4 Lessons Every Startup Can Take Away From Failed Product Launches

PHOTO CREDIT: Getty Images

No one likes to fail.

But as the founder of a startup, I've had to get comfortable with the fact that not every product my company brings to market will be a home run.

No matter how much time, money, and thought our team at ThirdLove puts into developing new products, some of them simply don't sell as well as we had hoped. And this is totally natural. Some products really resonate with customers while others turn out to be duds.

Fortunately, failure can provide an incredible opportunity for learning and growth.

The way you and your team respond to failure is key since it's part of what drives your roadmap for future product development. Analyzing what works and what doesn't helps you figure out what to change, where to go, and how to improve.

Here are four things I've discovered that can increase your chances of a smooth product launch:

1. Every product must have a story.

You can have the best product, but if your customers don't know about it or understand it, it simply won't sell.

The key to both is aligning your product and marketing so you can show it in a compelling way. Share how and why you designed it, how it's different or better, and what features set it apart.

Sometimes, this is difficult to do. For example, we had a really beautiful black bra with a lace overlay on the cup. But because the bra and lace were dark, it was really hard to see the pattern of the lace in photos and videos. We even experimented with editing the images so people could see the contrast. Ultimately, though, we decided not to sell it.

If customers can't see a product's features, they can't understand it. And if they can't understand it, they won't buy it. But when you tell your product's story in a way that's cohesive and consistent with your brand, customers are more likely to understand how it fits their needs.

2. Always test with your customers to prevent overbuying.

Many people think one of the worst sins in business is to run out of inventory and turn away customers. But in the short term, it's actually a good thing to sell out of a product.

Having something out of stock proves a product's worth, creates demand, and assures you that it will sell again once you get more in stock. Surprisingly, we found this out when our lounge bra sold out in less than a month. Through this, we realized that "sleep lounge" is not a secondary product for us--it's actually a core product.
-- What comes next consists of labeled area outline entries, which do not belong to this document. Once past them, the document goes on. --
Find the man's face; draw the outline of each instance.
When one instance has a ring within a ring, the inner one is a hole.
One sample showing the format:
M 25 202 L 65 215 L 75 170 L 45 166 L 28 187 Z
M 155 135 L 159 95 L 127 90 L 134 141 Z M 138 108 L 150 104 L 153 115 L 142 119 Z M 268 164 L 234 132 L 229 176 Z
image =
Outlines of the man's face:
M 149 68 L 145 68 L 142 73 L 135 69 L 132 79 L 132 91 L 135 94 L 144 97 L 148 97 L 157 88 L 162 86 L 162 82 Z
And within the next few months, we'll have it back in stock, permanently.

It can be difficult to predict which products will be a hit. Sometimes you're right, most times you're wrong. So try not to invest too much up front in something that might fall flat.

3. Not every product is a winner.

When you launch new products or categories, you can plan all you want. But you never really know what will do well. Even my predictions are often wrong.

If you're a new company, it's good to test a handful of products to find what works. In 2014, when we launched our first product line, we actually offered seven bras. Big mistake. We overextended ourselves. But we immediately saw that one item, our 24/7 bra, dominated. So we scrapped the other six bras. We spent the next few years selling just the 24/7 bra (and iterations of it). Today, it's still our core product.

By trying new things and figuring out what customers connect with, you can determine your future roadmap for product development. Just remember, not everything you try will work.

4. You can always iterate and improve.

There's at least one takeaway from every failed product. And you can use that to inform your next product or version of that product.

For example, one of the seven bras we initially launched with was called The Equalizer. It had inserts to balance out asymmetry. Although it was never quite as popular as our core product, women loved it. Since we knew that balancing asymmetry was important to women, we eventually added the original insert feature to a new bra. Actually, several aspects of those other six original styles have come back in new products, just in different iterations.

Once you know what customers like, hold onto that while making thoughtful changes. You can always test and innovate, but stay aware of what your customers love. It's all about achieving a balance between keeping the status quo and staying innovative.

But when a product launch doesn't go as planned, don't let it discourage you. Set yourself up for future success by using these opportunities to learn, evolve, and launch a better product down the line.